The application was justified by the fact that the round villages represent a selection of distinctive high medieval colonization settlements in the Lüchow -Dannenberg. Your uniqueness press itself through the interplay of a concise local ground plan, a large density of gable constantly focused on the central square of Low German hall houses as well as a region-specific expression of this house type. Chances of success in the candidacy hopes the state of Lower Saxony in that the application is aimed at under-represented categories of cultural landscapes and the rural architecture within the world heritage.

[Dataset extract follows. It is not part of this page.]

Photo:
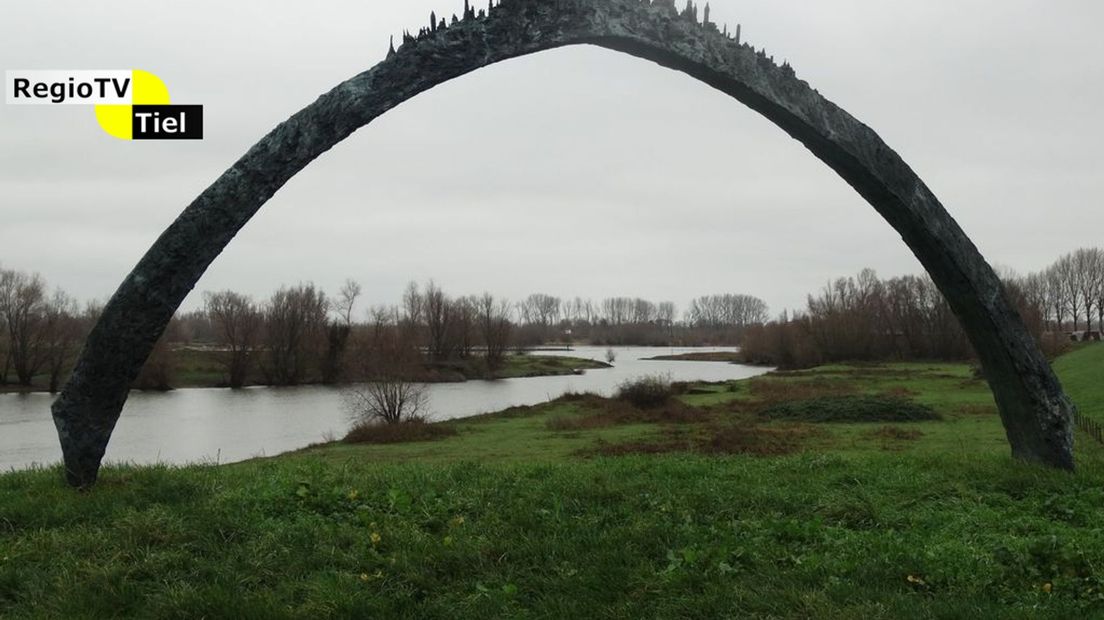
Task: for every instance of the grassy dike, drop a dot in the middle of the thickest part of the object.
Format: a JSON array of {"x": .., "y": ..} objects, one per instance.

Rundlinge outside the Wendland
Round logs in Brandenburg
The circular villages in Brandenburg east of Elne usually have more the sort of dead-end villages. Access to the village inside is usually pointed shaped like the tip of a village green, so that results in a teardrop shape for the village. The houses are almost always traufständig. Often churches stand in the middle of the square. The villages are often mentioned only in the 14th century, while the classic Rundling was built in the period from 1140 to 1250. So you differ in four essential characteristics from the classic Rundling. The most common is in the form of deadlock. Most of these around ling like Sackgassendöfer located in Prignitz, the Nachbarschaftlanschaft of the Wendland. Examples:
- Paplitz in the Teltow -Flaming ( reshaped strong)
- Radeland in the Teltow -Flaming
- Buberow in the district of Upper Havel ( looks more like a dead-end village)

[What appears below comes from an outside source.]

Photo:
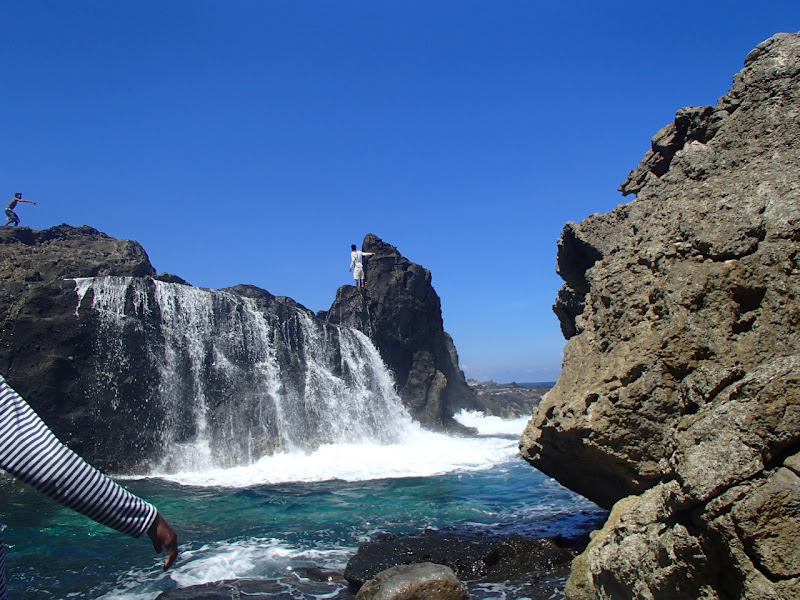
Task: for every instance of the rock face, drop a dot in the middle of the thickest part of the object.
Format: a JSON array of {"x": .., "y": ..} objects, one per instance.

- Holy Sepulchre - Jabel and the Holy Sepulchre -Glienicke in Ostprignitz -Ruppin (both are more like a dead-end village)

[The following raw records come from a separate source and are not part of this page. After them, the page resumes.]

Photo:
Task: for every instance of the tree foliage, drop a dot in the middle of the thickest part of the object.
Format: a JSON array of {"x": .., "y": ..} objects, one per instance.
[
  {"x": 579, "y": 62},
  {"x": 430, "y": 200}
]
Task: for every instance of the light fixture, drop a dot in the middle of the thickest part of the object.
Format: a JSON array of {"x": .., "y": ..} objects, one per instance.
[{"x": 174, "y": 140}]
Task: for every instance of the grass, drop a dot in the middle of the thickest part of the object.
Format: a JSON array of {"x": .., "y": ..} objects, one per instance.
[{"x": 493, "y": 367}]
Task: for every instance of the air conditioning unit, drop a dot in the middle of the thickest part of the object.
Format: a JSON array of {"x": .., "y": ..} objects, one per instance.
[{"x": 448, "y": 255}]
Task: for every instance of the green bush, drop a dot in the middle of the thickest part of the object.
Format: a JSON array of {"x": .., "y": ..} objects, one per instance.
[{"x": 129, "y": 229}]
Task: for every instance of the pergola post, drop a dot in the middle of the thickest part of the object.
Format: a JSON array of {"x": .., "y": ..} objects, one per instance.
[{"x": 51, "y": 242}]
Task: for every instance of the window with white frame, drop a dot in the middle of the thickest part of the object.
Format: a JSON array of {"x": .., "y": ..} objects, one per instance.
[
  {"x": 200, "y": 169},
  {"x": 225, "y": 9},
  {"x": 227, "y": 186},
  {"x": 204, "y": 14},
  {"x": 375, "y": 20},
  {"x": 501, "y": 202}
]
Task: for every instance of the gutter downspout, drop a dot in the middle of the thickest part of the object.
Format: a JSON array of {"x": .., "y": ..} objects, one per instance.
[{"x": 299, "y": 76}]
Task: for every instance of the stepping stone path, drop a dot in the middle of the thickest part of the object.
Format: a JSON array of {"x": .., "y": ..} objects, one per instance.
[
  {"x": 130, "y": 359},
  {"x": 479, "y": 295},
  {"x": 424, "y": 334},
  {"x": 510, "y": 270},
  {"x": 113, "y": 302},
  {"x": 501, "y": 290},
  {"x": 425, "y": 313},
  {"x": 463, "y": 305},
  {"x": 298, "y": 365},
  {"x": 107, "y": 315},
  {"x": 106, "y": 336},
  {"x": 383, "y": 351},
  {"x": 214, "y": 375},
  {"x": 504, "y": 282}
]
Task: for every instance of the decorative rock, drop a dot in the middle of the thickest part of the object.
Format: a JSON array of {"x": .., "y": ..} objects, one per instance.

- Wolter small village in the administrative district Prignitz ( looks more like a dead-end village)
- Kuhblank in Prignitz
- Läsikow in Ostprignitz -Ruppin ( looks more like a dead-end village)
- Kuhblank in Prignitz
- Zehdenick beings village in the district of Upper Havel
Round logs in Mecklenburg- Vorpommern
Angel reported in 1936 that only in southwest Mecklenburg, that can be found with a long detectable Slavic population, really real Rundlinge in that part of the country and identifies as such the now heavily over-molded villages Wöbbelin Fahrbinde and Lehmkuhlen. In Mecklenburg- Vorpommern, there are today no more Rundlinge.
Round logs in Lower Saxony
In Lower Saxony there are adjacent to the Wendland more or less over-molded round logs in the eastern district of Uelzen with Bock Holt, United Ellenberg, Katzien, Növenthien or Kölau, in the Wolfsburg districts on the Vorsfelder Werder how Wendschott, Brackstedt, Rühen as well as in other places in close as Barwedel and Velpke.
Round logs in Saxony
- At the circle (Alt -Radebeul ) in the district of Meißen
- Altzitzschewig ( Zitzschewig ) in the district of Meißen
Round logs in Saxony -Anhalt
- Berenbrock ( Calvörde ) in the district of Borde
- Winkelstedt ( Kalbe / Milde ) in the Altmark Salzwedel
Round logs in Schleswig -Holstein
In Schleswig -Holstein passed in 1960, no more lap warmers. Documented Lingen round of the 13th - 15th century include, for example Fitzen, Holstendorf, Lance ( Lauenburg ) or Talkau. Most likely the settlement structure can still be seen in Kankelau.
Round logs in Thuringia
In Thuringia there are numerous Rundlinge between the Ilm in the west and the White Elster in the east. Examples are the places Mertendorf and Bobeck in the Saale- Holzland and many villages between Weimar and Jena.